[Date Prev][Date Next][Thread Prev][Thread Next][Date Index][Thread Index]
Re: [Qemu-ppc] Problem with "savevm" on ppc64
From: |
David Gibson |
Subject: |
Re: [Qemu-ppc] Problem with "savevm" on ppc64 |
Date: |
Mon, 24 Oct 2016 12:22:27 +1100 |
User-agent: |
Mutt/1.7.1 (2016-10-04) |
On Fri, Oct 21, 2016 at 08:45:21AM +0200, Thomas Huth wrote:
> On 21.10.2016 07:26, David Gibson wrote:
> > On Thu, Oct 20, 2016 at 03:17:12PM +0200, Thomas Huth wrote:
> >> Hi all,
> >>
> >> I'm currently facing a strange problem with the "savevm" HMP command on
> >> ppc64 with TCG and the pseries machine. Steps for reproduction:
> >>
> >> 1) Create a disk image:
> >> qemu-img create -f qcow2 /tmp/test.qcow2 1M
> >>
> >> 2) Start QEMU (in TCG mode):
> >> qemu-system-ppc64 -nographic -vga none -m 256 -hda /tmp/test.qcow2
> >>
> >> 3) Hit "CTRL-a c" to enter the HMP monitor
> >>
> >> 4) Type "savevm test1" to save a snapshot
> >>
> >> The savevm command then hangs forever and the test.qcow2 image keeps
> >> growing and growing.
> >>
> >> It seems like qemu_savevm_state_iterate() does not make any more
> >> progress because ram_save_iterate() keeps returning 0 ... but why can
> >> that happen?
> >
> > Hmm.
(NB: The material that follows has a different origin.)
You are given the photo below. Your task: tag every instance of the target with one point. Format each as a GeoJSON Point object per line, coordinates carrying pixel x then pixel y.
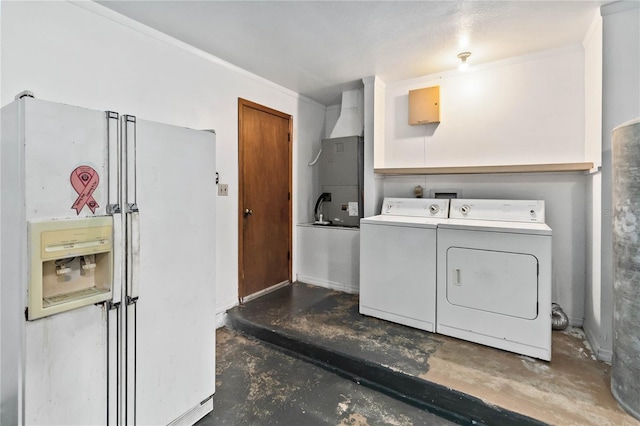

You don't mention installing anything on the disk image, so I'm
> > assuming the VM is just sitting in SLOF, unable to boot.
>
> Right. This is basically what is currently happening with the failing
> test tests/qemu-iotests/007 on ppc64.
>
> [...]
> > So, looking at this I think it's unsafe. htab_save_first_pass() never
> > examines dirty bits, so we could get:
> > htab_save_first_pass() called once, saves part of HPT
> > guest dirties an HPTE in the already saved region
> > enter migration completion stage
> > htab_save_first_pass() saves the remainder of the HPT, returns 1
> >
> > That would trigger the code to think the HPT migration is complete,
> > without ever saving the HPTE that got dirtied part way through.
>
> There's still htab_save_complete() which seems always to be called at
> the end - and this function calls htab_save_later_pass() again to save
> the remaining entries. But I am really no expert in this part of the
> code, so maybe I've also missed something here.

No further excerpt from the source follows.